There is a body of research on frustration-instigated-aggression. In effect, frustrated individuals remain passive initially but then mobilize their anger. Among injured workers this may take the form of anything from domestic violence to simply being vile toward case managers and physicians.
There are no data to support your belief that frustration is a positive motivator. And there are no data to support the contention that frustrating an individual will return them work. Frustration is not a motivator; it is an instigator of aggression.
Individuals frustrated by the course or delay of their care become even more entrenched in their symptoms. They will seek validation that their complaints are real, substantial and disabling. You are creating a condition wherein the patient feels that he must compete with you to prove his own sincerity. Whether the symptoms are real or feigned, the patient is placed in the role of responding to your challenge.

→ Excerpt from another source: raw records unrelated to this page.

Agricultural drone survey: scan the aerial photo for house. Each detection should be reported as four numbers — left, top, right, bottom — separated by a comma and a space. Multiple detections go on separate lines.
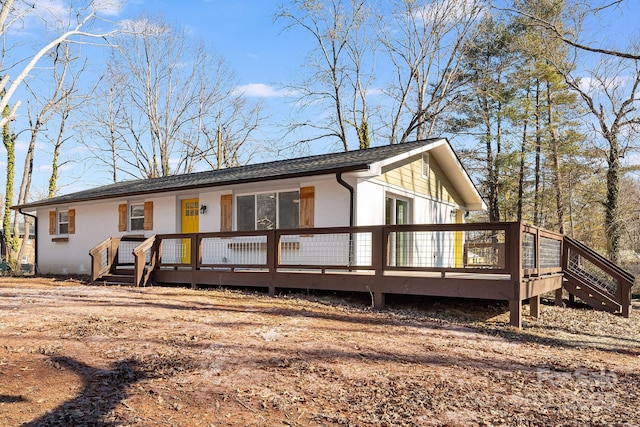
12, 138, 485, 275
11, 138, 634, 328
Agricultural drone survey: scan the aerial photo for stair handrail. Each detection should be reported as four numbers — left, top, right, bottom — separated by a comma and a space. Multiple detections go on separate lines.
89, 236, 120, 282
564, 236, 635, 284
563, 236, 635, 317
132, 235, 157, 287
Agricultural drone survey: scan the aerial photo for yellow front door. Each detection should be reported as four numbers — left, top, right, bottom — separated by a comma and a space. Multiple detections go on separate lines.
181, 199, 199, 264
454, 209, 463, 268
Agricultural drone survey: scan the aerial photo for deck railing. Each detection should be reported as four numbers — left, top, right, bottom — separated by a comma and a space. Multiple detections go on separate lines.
89, 236, 121, 281
89, 222, 636, 327
144, 222, 563, 281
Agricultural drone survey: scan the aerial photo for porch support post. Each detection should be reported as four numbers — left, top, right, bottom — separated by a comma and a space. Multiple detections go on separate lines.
508, 223, 523, 329
509, 299, 522, 329
190, 233, 198, 289
374, 292, 385, 309
555, 287, 563, 306
529, 295, 540, 318
268, 286, 275, 297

This is arguably most clearly demonstrated when a patient sees his primary provider, is told that his complaints suggest a specific and potentially serious problem, the physician orders diagnostic studies. You then decline authorization and tell the physician that you have alternate work within objective limitations.
The physician believing that this to be accurate, does not proceed with diagnostic plans and releases the patient to return to alternate duty. The “new” job turns out to be the old job with little if any modifications. The patient is understandably confused by this, angered by it, and suspicious that collusion had occurred. The physician may, for the most part be blameless, having received erroneous data. However, the patient is angry at him nonetheless.
The end product is a patient who is now less willing to participate in rehabilitative efforts and unquestionably less willing to believe that others are working on his behalf.”